Predicting Multitasking in Manual and Automated Driving with Optimal Supervisory Control
Jussi Jokinen, Patrick Ebel, Tuomo Kujala
TL;DR
The study addresses driver multitasking in technology-rich vehicles by proposing a hierarchical, computational rational model of optimal supervisory control that allocates visual attention between driving and in-car tasks. Formulated as interconnected continuous-state, continuous-action MDPs with a supervisory agent, the approach predicts context-dependent multitasking across driving demands, road geometries, and automation levels, and is validated against lab and naturalistic data. Key contributions include formalizing multitasking within a $MDP$ framework with a joint reward, demonstrating adaptive gaze strategies (e.g., longer glances on straight roads, longer glances when automation aids are active), and validating predictions on two empirical datasets while releasing open-source code for broader use.
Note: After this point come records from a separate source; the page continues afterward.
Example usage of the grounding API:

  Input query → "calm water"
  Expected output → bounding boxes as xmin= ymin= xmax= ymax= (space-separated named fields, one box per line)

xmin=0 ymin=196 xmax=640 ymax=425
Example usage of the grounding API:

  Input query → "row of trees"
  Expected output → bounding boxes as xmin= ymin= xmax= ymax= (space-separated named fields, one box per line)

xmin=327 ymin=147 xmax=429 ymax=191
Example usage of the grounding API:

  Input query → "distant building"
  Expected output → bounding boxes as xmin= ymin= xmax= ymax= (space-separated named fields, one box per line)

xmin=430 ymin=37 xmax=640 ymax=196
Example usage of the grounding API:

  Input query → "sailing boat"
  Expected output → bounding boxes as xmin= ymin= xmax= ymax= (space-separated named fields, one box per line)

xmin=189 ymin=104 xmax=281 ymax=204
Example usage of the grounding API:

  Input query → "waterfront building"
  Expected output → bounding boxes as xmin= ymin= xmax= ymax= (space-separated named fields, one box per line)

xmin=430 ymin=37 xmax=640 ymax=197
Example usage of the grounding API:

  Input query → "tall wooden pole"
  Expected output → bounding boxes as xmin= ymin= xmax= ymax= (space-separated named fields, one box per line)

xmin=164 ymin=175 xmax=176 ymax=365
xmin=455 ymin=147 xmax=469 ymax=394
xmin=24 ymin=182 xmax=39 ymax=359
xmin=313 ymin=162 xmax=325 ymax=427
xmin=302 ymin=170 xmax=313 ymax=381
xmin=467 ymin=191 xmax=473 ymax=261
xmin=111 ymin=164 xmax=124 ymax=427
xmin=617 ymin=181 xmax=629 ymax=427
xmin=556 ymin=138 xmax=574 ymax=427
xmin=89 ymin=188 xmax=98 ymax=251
The findings have practical implications for designing in-car interfaces and automation to balance safety with information access, informing how driver assistance systems should interact with human attention in diverse driving contexts.
Abstract
Modern driving involves interactive technologies that can divert attention, increasing the risk of accidents. This paper presents a computational cognitive model that simulates human multitasking while driving. Based on optimal supervisory control theory, the model predicts how multitasking adapts to variations in driving demands, interactive tasks, and automation levels. Unlike previous models, it accounts for context-dependent multitasking across different degrees of driving automation. The model predicts longer in-car glances on straight roads and shorter glances during curves. It also anticipates increased glance durations with driver aids such as lane-centering assistance and their interaction with environmental demands. Validated against two empirical datasets, the model offers insights into driver multitasking amid evolving in-car technologies and automation.